Counting sort is known with linear time if we know that all elements in the array are upper bounded by a given number. If we take a general array, cant we just scan the array in linear time, to find the maximum value in the array and then to apply counting sort?

It is not enough to know the upper bound to run a counting sort: you need to have enough memory to fit all the counters.

Consider a situation when you go through an array of 64-bit integers, and find out that the largest element is 2^60. This would mean two things:

• You need an O(2^60) memory, and
• It is going to take O(2^60) to complete the sort.

The fact that O(2^60) is the same as O(1) is of little help here, because the constant factor is simply too large. This is very often a problem with pseudo-polynomial time algorithms.

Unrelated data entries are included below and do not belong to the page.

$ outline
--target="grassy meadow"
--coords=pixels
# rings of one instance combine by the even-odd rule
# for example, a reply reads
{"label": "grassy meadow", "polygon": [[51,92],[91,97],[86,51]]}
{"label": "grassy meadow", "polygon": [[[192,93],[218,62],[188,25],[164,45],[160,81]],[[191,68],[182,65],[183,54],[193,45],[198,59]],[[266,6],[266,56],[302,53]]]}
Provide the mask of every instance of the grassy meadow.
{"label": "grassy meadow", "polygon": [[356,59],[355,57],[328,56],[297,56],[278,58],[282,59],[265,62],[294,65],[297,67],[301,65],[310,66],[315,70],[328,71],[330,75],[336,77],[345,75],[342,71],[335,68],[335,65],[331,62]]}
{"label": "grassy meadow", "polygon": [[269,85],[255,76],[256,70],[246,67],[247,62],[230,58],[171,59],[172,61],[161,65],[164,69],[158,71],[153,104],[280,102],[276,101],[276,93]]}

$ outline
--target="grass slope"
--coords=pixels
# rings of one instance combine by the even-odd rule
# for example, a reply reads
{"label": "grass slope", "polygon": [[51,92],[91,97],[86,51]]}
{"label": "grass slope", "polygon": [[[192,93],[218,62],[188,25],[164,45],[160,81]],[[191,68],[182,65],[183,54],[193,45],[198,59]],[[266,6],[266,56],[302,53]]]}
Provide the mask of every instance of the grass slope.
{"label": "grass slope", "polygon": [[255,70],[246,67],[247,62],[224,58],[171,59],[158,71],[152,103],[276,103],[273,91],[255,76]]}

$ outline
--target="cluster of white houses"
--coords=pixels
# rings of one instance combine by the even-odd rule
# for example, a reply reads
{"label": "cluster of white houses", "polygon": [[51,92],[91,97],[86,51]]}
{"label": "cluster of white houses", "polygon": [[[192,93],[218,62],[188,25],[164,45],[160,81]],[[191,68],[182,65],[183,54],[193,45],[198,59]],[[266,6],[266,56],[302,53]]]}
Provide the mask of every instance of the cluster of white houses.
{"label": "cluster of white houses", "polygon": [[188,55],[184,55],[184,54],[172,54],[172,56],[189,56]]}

Suppose the largest number is like 235684121. Then you'll spend incredible amounts of RAM to keep your buckets.

I would like to mention something with @dasblinkenlight and @AlbinSunnanbo answers, your idea to scan the array in O(n) pass, to find the maximum value in the array is okay. Below is given from Wikipedia:

However, if the value of k is not already known then it may be computed by an additional loop over the data to determine the maximum key value that actually occurs within the data.

As the time complexity is O(n + k) and k should be under a certain limit, your found k should be small. As @dasblinkenlight mentioned, O(large_value) can't practically be converged to O(1).

Though I don't know about any major applications of Counting sort so far except used as a subroutine of Radix Sort, it can be nicely used in problems like string sorting( i.e. sort "android" to "addnoir") as here k is only 255.